This post outlines what Exam 1 will be like.
Exam Logistics
- Modules covered: 1, 2, and 3
- Practice Exam
- The exam will be take-home. It is open book, open note, open internet, but closed to people.
- This means you cannot receive help on this exam from anyone, including (but not limited to) communicating with a person while taking the exam, such as asking someone through the Internet (like stackoverflow) to receive help.
- Timeframe: It will open Thursday, 9/29, 12:01 AM, and close Saturday, 10/01, 11:59 PM.
- The exam will close at 11:59 pm regardless of when you started.
- Prof. Stephens-Martinez will try her best to finish that week’s module of lecture content on Tuesday so she can cancel class on Thursday.
- The exam consists of 2 parts.
- Part 1 consists of only a Jupyter Notebook.
- Part 2 consists of a Jupyter Notebook and a data set.
- You will get the zip files inside a Sakai Quiz.
- You will submit them on Gradescope.
- You will have 2 hours for each exam part.
- We do not expect you to need the entire 2 hours for each part. However, it is not uncommon to get lost in a data set, and we wanted to account for that.
- You can rely on the Sakai Quiz timer to tell you how much time you have left.
- We will use your logged start time in Sakai to track if you submitted on Gradescope on time.
- If you submit after your allotted time, we will use the last submission within your allotted time. That includes marking it as zero if you do not submit within your time limit (so you will need to rely on the retake for your exam).

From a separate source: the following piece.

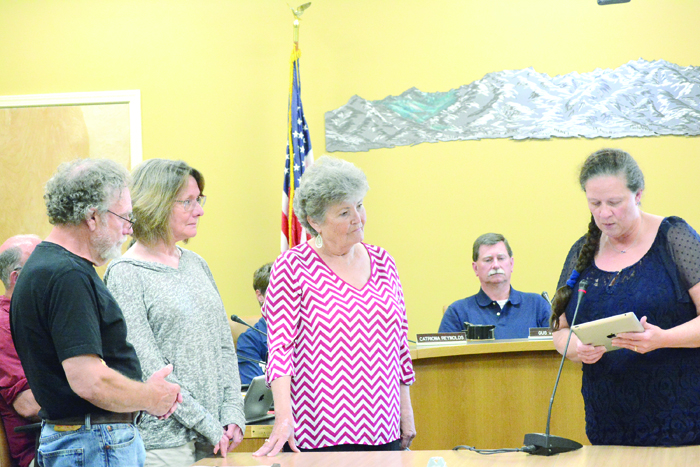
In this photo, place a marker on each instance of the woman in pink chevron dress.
(339, 364)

- We recommend you submit to Gradescope periodically (after each problem) so you are not scrambling at the end trying to open Gradescope.

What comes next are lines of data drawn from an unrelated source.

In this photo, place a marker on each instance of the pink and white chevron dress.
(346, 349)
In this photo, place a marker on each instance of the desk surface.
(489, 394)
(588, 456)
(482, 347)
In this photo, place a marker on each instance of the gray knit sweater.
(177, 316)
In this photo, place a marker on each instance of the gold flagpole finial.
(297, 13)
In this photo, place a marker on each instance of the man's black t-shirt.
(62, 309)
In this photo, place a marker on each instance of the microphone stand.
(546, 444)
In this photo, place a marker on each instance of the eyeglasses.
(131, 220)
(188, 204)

- You do not need to do anything with Sakai after you retrieve your zip file from the quiz.
- During your testing period, you can submit as many times as you want to Gradescope. We will take the submission you mark as active, which is your last submission, unless you change it using the history.
- Gradescope will have tests, but they are sanity checks only. That means they are checking if the variable is the correct type and within the correct range. The vast majority of the points will be from hand grading. See the grading section below.
- The exam must be done individually. It is a violation of class policy if you collaborate in any way with another person (in or not in the class) on the exam. You can only talk to the teaching staff about the exam.
- Protect the integrity of the exam and your exam submission.
- Do not talk to anyone about the exam during the exam period.
- Take your exam in a secure location where no one can bother you.
- Take your exam in a place where you will not be distracted or tempted to talk to someone.
- If you have a question during the exam, ask it as a private new message on the class forum. Or on Zoom if a teaching staff member is on call at that time.
- We will do our best to always have someone checking the forum. However, we cannot make promises someone will instantly answer your question.
- The exam is tested for readability, so the wording should be straightforward.
- The Exam Retake 1 will be during Exam 2. Your Exam 1 Part X score will be the max between this exam and the retake per part.
Grading Scale and Points Allocation
Each section will be graded on a four-step rubric scale as follows.
- E (Exemplary) – Work that meets all requirements and displays full mastery of all learning goals and material. And the code is clean and easy to read (see practice exam for examples of what this means).
- S (Satisfactory) – Work that meets all requirements and displays at least partial mastery of all learning goals as well as full mastery of core learning goals.
- N (Not yet) – Work that does not meet some requirements and/or displays developing or incomplete mastery of at least some learning goals and material.
- U (Unassessable) – Work that is missing, does not demonstrate meaningful effort, or does not provide enough evidence to determine a level of mastery.
There are ~100 points possible and fewer than 10 questions. The number of points earned are evenly distributed across the problems based on the number of concepts they are testing. The rubric will be converted to points as follows:
- E = full credit
- S = E_full_credit – 1
- N = E_full_credit * 0.6
- U = E_full_credit *0.2
- Blank = 0
This scheme ensures that earning an E or S on all problems ensures an A. While a single U means an A is very unlikely, which is reasonable since a U on a problem clearly shows a lack of mastery of all the content for this exam.
Unit tests will earn you points up to, but not quite, the U level.